Monday, December 5, 2011

Loading Dock Safety

My last post was on seat belts for professional drivers, so I am going to stay on the topic of transportation safety. This post is going to remind you about Loading Dock Safety.

  • Chock wheels or use vehicle restraint systems.

  • Secure dock leveler.

  • Use portable jack stands in addition to the forward landing gear of spotted trailers. Too much weight in the nose can tip a trailer.

  • Ensure forklifts used to load/unload trailers are equipped with spotlights.

  • Ensure forklifts side shifts as standard equipment; they increase productivity & help to prevent product damage.

  • Do not allow pedestrians in trailers while a lift truck is loading/unloading.

  • Perform a visual inspection of the trailer prior to driving a lift truck into it.
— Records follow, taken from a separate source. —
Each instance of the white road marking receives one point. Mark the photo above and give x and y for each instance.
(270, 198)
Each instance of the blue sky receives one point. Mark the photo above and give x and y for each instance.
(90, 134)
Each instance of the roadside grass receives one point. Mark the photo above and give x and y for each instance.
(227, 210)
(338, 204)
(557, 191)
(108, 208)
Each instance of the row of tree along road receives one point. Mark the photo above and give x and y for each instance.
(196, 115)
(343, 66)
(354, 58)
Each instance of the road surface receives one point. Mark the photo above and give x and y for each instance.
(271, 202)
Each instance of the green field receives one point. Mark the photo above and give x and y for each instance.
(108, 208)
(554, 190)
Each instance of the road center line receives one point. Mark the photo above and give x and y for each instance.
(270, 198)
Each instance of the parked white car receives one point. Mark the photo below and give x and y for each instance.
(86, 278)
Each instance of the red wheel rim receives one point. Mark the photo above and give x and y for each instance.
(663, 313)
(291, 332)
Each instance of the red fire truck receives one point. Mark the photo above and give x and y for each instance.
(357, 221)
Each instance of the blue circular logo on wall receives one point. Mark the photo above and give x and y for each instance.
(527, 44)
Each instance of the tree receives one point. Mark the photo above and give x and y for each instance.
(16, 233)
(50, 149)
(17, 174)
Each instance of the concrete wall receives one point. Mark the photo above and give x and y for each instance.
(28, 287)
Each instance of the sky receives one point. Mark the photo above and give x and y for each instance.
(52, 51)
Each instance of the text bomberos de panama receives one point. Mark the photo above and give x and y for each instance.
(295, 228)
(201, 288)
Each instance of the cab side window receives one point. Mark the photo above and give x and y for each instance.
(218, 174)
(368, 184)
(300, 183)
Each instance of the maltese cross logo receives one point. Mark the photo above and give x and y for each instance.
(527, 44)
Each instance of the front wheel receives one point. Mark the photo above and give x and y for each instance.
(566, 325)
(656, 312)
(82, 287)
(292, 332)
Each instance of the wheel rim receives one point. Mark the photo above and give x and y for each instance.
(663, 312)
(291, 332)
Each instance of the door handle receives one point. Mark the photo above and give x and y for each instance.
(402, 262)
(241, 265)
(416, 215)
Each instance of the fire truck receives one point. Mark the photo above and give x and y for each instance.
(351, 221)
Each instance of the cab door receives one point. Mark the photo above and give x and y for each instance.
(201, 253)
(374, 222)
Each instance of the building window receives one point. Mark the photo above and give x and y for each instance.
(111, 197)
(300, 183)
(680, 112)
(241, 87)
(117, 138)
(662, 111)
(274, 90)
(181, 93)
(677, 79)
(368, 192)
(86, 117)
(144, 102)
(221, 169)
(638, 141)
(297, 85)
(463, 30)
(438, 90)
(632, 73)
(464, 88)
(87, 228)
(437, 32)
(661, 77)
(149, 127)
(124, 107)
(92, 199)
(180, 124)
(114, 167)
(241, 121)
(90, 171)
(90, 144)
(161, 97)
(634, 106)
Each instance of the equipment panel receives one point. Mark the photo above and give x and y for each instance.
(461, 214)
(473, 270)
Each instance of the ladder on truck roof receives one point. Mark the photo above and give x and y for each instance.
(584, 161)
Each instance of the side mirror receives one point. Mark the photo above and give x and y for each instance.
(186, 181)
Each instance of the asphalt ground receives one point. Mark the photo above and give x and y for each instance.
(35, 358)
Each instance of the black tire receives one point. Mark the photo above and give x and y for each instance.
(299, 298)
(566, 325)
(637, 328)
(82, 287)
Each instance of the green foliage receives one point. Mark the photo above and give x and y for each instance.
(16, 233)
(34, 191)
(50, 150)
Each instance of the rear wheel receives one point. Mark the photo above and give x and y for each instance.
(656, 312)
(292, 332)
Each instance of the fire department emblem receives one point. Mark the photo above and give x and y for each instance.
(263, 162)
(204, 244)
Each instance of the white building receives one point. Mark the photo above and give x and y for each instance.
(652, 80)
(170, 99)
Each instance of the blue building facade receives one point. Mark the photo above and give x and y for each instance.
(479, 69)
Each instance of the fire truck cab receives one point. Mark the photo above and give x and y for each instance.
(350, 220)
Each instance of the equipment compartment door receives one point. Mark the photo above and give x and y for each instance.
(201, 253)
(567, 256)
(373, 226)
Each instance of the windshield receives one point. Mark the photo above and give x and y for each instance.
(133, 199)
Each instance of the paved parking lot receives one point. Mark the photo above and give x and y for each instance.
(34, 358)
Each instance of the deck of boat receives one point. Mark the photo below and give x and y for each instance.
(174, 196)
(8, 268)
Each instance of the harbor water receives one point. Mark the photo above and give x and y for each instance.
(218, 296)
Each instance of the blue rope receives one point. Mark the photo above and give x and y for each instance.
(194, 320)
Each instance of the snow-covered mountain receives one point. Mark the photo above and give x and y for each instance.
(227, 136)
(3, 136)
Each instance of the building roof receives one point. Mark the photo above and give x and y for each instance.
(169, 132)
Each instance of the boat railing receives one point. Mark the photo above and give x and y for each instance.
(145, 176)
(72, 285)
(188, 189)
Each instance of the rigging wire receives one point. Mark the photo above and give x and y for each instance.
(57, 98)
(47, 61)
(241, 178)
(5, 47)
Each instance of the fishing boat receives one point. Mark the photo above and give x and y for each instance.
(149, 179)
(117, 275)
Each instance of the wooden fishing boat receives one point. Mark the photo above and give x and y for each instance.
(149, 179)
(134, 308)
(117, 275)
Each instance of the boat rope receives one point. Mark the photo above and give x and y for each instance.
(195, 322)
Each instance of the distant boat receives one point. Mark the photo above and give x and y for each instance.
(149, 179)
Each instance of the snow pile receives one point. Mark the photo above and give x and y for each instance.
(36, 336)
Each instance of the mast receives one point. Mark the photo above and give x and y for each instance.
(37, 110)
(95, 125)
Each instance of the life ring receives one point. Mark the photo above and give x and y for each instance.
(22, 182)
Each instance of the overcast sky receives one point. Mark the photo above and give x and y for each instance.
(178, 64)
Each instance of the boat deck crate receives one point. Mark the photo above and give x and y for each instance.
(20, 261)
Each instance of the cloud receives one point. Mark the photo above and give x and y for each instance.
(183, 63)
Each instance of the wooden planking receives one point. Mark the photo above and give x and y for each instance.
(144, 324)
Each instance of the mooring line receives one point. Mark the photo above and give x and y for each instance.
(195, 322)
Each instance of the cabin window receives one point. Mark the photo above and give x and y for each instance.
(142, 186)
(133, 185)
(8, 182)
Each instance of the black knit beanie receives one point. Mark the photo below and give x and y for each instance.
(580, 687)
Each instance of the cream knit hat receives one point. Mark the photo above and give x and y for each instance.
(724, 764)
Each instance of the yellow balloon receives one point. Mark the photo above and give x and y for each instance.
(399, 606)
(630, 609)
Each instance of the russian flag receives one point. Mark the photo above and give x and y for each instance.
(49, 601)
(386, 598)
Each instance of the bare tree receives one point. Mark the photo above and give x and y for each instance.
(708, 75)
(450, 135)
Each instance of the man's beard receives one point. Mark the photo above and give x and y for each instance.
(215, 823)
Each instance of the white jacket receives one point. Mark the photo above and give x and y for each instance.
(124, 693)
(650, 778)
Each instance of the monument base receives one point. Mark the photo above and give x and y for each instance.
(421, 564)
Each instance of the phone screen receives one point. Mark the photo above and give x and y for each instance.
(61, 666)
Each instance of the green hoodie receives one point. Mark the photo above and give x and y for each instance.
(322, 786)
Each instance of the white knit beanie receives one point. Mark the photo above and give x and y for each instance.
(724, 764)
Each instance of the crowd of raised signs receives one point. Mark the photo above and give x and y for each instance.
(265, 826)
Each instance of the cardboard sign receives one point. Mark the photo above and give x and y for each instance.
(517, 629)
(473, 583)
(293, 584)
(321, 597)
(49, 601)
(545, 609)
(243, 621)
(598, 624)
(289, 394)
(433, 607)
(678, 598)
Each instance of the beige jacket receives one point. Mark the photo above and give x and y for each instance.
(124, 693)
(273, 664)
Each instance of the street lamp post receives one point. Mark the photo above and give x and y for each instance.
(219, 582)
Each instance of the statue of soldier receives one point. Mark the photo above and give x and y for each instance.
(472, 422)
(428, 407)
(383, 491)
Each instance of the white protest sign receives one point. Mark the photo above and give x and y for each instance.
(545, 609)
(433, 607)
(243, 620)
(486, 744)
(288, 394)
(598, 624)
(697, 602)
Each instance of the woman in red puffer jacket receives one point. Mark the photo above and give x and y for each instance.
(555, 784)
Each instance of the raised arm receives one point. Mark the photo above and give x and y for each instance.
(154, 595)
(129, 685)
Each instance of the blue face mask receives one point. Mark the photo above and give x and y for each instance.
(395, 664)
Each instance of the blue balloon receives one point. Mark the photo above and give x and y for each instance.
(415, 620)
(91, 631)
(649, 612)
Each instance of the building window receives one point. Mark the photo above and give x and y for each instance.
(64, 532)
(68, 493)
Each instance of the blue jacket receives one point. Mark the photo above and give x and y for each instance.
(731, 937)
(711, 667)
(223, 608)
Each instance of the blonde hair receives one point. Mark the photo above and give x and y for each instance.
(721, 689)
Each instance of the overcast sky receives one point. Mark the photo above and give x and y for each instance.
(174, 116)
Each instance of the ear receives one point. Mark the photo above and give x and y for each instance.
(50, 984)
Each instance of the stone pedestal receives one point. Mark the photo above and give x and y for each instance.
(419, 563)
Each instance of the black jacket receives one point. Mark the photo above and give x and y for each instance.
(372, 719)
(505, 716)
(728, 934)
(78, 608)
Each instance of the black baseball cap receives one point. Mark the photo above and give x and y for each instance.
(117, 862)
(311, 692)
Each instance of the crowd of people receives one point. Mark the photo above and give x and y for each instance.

  • If you require your employees to install or remove security seals for truckloads and containers you should designate a safe area away from the dock to do this. Never allow an employee to stand between a trailer and the dock.

  • Instruct employees not to climb on docks or to place any part of their bodies outside of the dock door. If employees need to climb down into the dock area make sure proper ladders or stairs are provided.

  • Train all employees that work in dock areas on the hazards, not just lift truck operators.

Remember Trailer Loading Procedure. For Palletized Loads :

  • Ensure trailers have chocks, and portable jack stands for spotted trailers.

  • Plan before you start to load. Stage the load so that you know how much cargo you have, what goes first, what gets stacked, etc.
  • Distribute the weight of the cargo evenly as you load, in the fore-to-aft as well as left-to-right.

  • Keep the center of gravity low; place heavier items lower on the trailer and lighter ones higher if you have to stack.

  • Secure the load, use load locks, ratchet straps, etc.

  • Watch the weight; too heavy and the trailer could split.